The National Bank of Greece too is seeking to attract long-term investors, following the trends of Piraeus Bank and Alpha Bank in terms of the relevant procedures.
The gradual recovery of the economy, the transparency in the banking sector regarding the banks' capital requirements and loan portfolios achieved due to the conducted stress tests of the Bank of Greece, and the return of Greece to international markets has improved the confidence of long-term investors along with the interest shown by hedge funds whereas the high liquidity that has "escaped" from the emerging markets in search of sites for investment and profits has provided an additional impetus.
The change in the position of the Japanese investment company Nomura, which last month saw serious risks for Greek banks and yesterday gave a vote of confidence in a report and opened investment opportunities is significant too.
Nomura’s report
In its report, Nomura states that the actions to increase the capital of the four largest banks in Greece in combination with the improved profitability before provisions will allow them to cover any additional capital requirement that may arise as a result of European stress tests, while preserving the indexes based on Basel ΙΙΙ.

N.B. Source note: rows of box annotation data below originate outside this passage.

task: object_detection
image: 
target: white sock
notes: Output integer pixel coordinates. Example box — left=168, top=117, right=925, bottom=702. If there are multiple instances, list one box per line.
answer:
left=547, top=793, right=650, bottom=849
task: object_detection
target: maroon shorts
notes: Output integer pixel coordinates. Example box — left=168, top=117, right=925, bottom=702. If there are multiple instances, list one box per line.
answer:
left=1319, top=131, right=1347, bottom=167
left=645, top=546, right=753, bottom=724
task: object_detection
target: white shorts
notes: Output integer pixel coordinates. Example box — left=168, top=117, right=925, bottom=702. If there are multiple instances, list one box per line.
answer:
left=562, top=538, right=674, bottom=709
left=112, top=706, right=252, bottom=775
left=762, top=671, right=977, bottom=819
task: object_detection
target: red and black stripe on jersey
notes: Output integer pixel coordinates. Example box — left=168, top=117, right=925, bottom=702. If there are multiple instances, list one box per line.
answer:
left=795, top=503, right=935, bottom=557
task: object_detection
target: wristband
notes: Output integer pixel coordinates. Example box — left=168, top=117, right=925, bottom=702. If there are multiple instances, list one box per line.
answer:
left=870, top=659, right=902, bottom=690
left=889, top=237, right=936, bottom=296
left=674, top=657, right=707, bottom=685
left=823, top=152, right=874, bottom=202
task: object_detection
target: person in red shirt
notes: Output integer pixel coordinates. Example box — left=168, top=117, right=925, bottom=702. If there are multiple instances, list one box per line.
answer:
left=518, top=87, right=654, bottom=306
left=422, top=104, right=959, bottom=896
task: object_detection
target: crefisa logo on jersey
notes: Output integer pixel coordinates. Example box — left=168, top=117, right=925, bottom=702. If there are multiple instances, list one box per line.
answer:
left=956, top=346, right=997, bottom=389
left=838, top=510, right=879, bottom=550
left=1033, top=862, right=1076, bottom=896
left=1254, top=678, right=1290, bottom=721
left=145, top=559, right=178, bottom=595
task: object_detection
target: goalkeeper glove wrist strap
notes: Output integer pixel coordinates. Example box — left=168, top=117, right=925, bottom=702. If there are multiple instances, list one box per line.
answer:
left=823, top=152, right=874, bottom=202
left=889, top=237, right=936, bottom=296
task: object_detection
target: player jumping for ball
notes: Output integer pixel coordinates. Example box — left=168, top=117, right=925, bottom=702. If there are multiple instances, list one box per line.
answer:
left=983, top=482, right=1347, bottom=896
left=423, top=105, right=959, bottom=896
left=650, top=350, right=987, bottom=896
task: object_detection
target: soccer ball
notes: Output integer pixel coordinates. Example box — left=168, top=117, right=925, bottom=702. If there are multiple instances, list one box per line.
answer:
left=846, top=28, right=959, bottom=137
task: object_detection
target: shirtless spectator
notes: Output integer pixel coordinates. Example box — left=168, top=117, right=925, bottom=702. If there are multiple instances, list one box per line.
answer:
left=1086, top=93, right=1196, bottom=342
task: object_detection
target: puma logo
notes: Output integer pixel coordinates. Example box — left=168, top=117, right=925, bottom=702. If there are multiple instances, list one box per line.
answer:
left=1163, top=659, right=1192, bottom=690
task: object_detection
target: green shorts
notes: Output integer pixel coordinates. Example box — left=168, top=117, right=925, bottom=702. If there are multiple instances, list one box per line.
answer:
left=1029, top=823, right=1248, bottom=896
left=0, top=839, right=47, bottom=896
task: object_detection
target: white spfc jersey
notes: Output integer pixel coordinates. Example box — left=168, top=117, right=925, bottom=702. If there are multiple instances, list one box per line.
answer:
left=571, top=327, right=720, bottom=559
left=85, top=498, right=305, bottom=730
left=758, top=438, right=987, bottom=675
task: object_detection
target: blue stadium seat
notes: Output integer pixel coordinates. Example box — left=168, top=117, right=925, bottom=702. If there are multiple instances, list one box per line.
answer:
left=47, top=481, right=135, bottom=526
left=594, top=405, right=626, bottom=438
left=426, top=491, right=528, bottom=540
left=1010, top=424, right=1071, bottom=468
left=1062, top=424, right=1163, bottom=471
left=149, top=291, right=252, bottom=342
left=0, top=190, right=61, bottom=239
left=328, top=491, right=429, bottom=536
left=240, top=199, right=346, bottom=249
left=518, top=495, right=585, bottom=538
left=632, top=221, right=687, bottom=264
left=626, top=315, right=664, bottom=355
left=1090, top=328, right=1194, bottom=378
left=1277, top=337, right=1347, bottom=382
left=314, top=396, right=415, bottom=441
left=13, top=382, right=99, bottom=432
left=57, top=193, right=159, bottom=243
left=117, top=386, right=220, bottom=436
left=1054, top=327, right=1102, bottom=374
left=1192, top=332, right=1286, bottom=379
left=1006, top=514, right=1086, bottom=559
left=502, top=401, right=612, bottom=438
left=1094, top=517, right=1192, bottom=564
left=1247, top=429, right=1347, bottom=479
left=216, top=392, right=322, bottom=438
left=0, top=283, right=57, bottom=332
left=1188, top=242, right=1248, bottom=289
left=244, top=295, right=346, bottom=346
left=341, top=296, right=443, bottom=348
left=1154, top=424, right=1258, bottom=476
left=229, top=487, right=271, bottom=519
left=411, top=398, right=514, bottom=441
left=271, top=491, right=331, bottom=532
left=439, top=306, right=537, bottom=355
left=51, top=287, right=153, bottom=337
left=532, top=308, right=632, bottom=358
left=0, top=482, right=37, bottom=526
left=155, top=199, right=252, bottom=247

It also stresses that, in response to the adverse scenario by BlackRock, the banks will submit to the Bank of Greece capital plans. The central bank will evaluate them by June, in accordance with the report by the European Commission.
The Japanese investment company has improved its assessments of the profitability and the target prices, its "favourite" share being that of Alpha Bank with a target price of 0.75 euro compared to the initial 0.23 euro and the purchase proposal. This preference is based on the low cost, good capital adequacy and the relatively higher operating income.
Eurobank has achieved a neutral position with a target price of 0.40 euro from the current 0.30 euro which is equivalent to the position of Piraeus Bank with a new target price of 1.50 euro compared to 0.96 euro at present. The target price set for the National Bank of Greece by Nomura is 3.10 euro compared to 2.690 euro at present.